Taksiye binmişler ve beş dakika gibi bir süre içinde eve gelmişlerdi.Kapıyı açıp içeri girdiklerinde, gördükleri manzara içlerini parçalamıştı adeta.Evin köşesinde ki Devran Bey'in koltuğuna oturmuş, elindeki fotoğraf albümüne bakarken yutkuna yutkuna ağlıyordu Nesime Hanım.Hayat arkadaşını kaybetmenin acısıyla sessiz sedasız içine atıyordu acılarını.43 yaşında, hala genç ve güzel bir kadındı ama bu acı onu fazlasıyla çökerteceğe benziyordu.Bitkin düşmüş annesine bakarken içinden cımbızla et koparılıyorcasına parça parça acıyordu canı.Yavaş yavaş yaklaştı ve dizlerinin dibine oturdu annesinin.Başını oraya yasladı ve "Bir başımıza kaldık mı Nesime Sultan.Hayat böyle işte" dedi gözlerinden yaşlar süzülürken.Bu anne kızın acı içinde ağlıyor olması Ceyhun'u öylesine üzdü ki dayanamayıp dışarı çıktı kalbinin acısına elini koyarak.Neden acıyordu ki orası.İlk defa böyle olmuştu.paramparça..Bu kızın güvenebileceği bir erkeğe ihtiyacı vardı gerçekten.Sevgilisi olmayı elbette isterdi fakat şu anda bir dost sıcaklığından daha değerlisi yok gibi görünüyordu.Biraz temiz hava aldıktan sonra içeri giren Ceyhun,Defne ve annesinin önemli bir konuşmalarına şahit oldu:
- Olmaz anne seni burada bir başına bırakamam.

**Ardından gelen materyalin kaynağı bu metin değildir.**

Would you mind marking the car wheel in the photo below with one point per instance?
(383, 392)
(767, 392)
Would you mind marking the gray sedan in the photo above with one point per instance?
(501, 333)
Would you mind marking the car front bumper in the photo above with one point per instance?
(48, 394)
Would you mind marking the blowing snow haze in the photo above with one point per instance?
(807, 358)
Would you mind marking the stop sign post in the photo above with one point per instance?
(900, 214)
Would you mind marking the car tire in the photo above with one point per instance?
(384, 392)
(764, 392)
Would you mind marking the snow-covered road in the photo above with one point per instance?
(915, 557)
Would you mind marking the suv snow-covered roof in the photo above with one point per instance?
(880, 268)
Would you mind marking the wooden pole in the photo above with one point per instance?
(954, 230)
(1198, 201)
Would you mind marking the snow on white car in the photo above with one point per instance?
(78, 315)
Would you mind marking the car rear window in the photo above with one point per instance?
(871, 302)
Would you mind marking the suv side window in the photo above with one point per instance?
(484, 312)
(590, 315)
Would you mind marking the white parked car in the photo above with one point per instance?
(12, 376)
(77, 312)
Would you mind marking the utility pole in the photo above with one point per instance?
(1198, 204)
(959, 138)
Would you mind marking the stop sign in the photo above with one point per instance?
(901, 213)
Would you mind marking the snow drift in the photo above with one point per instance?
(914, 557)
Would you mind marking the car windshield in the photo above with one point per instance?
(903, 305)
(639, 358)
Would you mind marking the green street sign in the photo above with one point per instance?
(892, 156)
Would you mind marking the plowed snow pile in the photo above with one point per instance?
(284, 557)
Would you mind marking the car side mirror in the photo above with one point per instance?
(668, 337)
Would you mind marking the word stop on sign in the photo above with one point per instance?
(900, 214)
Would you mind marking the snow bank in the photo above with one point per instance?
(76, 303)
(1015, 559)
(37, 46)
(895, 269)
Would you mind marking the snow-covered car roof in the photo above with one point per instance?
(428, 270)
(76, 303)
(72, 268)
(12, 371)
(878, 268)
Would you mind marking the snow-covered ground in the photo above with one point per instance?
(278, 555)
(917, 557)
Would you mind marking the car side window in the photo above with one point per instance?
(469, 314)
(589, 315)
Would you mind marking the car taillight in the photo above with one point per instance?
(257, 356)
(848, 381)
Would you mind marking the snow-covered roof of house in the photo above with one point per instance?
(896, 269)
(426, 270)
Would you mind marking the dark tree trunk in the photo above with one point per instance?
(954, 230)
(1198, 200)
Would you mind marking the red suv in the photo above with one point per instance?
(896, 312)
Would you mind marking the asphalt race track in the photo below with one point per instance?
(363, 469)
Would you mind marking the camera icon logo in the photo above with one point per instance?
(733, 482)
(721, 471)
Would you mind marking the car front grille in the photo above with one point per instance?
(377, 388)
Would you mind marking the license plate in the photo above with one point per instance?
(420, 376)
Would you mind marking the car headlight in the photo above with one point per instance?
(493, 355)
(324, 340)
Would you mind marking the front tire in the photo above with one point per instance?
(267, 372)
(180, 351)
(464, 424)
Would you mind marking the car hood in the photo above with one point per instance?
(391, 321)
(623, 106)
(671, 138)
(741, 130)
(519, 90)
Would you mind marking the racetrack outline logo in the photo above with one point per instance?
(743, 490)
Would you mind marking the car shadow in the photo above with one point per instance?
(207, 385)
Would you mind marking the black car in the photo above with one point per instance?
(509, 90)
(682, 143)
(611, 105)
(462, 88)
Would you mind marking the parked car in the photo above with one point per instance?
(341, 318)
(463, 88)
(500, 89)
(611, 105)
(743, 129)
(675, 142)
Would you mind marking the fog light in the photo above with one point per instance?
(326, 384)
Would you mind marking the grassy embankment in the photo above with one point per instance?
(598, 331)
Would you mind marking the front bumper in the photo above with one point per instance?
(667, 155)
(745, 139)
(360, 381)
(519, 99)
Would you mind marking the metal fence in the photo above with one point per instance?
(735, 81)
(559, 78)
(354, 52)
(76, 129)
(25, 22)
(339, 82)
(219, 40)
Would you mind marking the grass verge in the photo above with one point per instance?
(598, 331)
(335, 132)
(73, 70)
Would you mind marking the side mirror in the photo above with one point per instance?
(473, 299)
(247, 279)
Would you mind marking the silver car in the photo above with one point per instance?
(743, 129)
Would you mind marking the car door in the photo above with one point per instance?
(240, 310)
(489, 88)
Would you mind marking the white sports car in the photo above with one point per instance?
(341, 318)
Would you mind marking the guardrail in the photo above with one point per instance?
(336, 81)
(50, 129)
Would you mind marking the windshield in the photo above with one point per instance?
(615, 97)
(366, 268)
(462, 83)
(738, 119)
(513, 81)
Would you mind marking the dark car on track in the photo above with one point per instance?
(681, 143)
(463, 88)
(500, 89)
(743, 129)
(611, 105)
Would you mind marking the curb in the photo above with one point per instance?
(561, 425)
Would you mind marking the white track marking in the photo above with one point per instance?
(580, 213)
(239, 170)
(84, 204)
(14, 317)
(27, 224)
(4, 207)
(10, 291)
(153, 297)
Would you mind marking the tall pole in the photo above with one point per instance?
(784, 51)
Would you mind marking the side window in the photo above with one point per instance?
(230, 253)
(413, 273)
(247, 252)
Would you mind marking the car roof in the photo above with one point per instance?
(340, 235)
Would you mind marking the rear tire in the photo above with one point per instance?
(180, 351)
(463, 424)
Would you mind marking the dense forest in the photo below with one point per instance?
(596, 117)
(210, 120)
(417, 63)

-Bende babanı burada bir başına bırakamam kızım anlasana beni.Zaten yaşarken yanında olamadım gereğince.Mezarına bari gidip çiçeklerini sulayım.
-Anne nolursun gel benimle.
- .....

Ne yani bir başına mı dönecekti Türkiye'ye.Zaten bir kanadı kırılmıştı. Diğerini de annesinin kırmasının ne lüzumu vardı.Gözyaşları içerisinde kapının girişindeki çantasını eğilerek aldı eline.Ceyhun'un hüzün dolu bakışlarının arasında Allaha ısmarladık anne" diyerek çıktı evden.Koca dünyada varlık içinde yokluk çekiyordu âdeta.Onca mal varlıkları vardı fakat babası yoktu.Şu dakikadan sonra annesi de yoktu artık.Kimsesi yoktu.Ve bu güzel kadın yalnızlıkla başbaşaydı bundan sonra.Geceleri korkulu rüya gördüğünde koşarak odasına giden birisi olmayacak, sabaha karşı üstü açıldığında örteni olmayacak,okula kalkması için seslenen birisi olmayacaktı.Bundan sonra bir başınaydı artık.Rüya görüp uyandığında yorganı taa tepesine kadar çekip uyumaya çalışacak, üstü açık kaldığı için sabah heryeri ağrılar içinde uyanacak,okula da alarmı kurup kendisi kalkacaktı.Duyabilirse..
Bu sınavın sorumluluğu fazlasıyla ağırdı.Başa çıkabilecek miydi tüm bunlarla?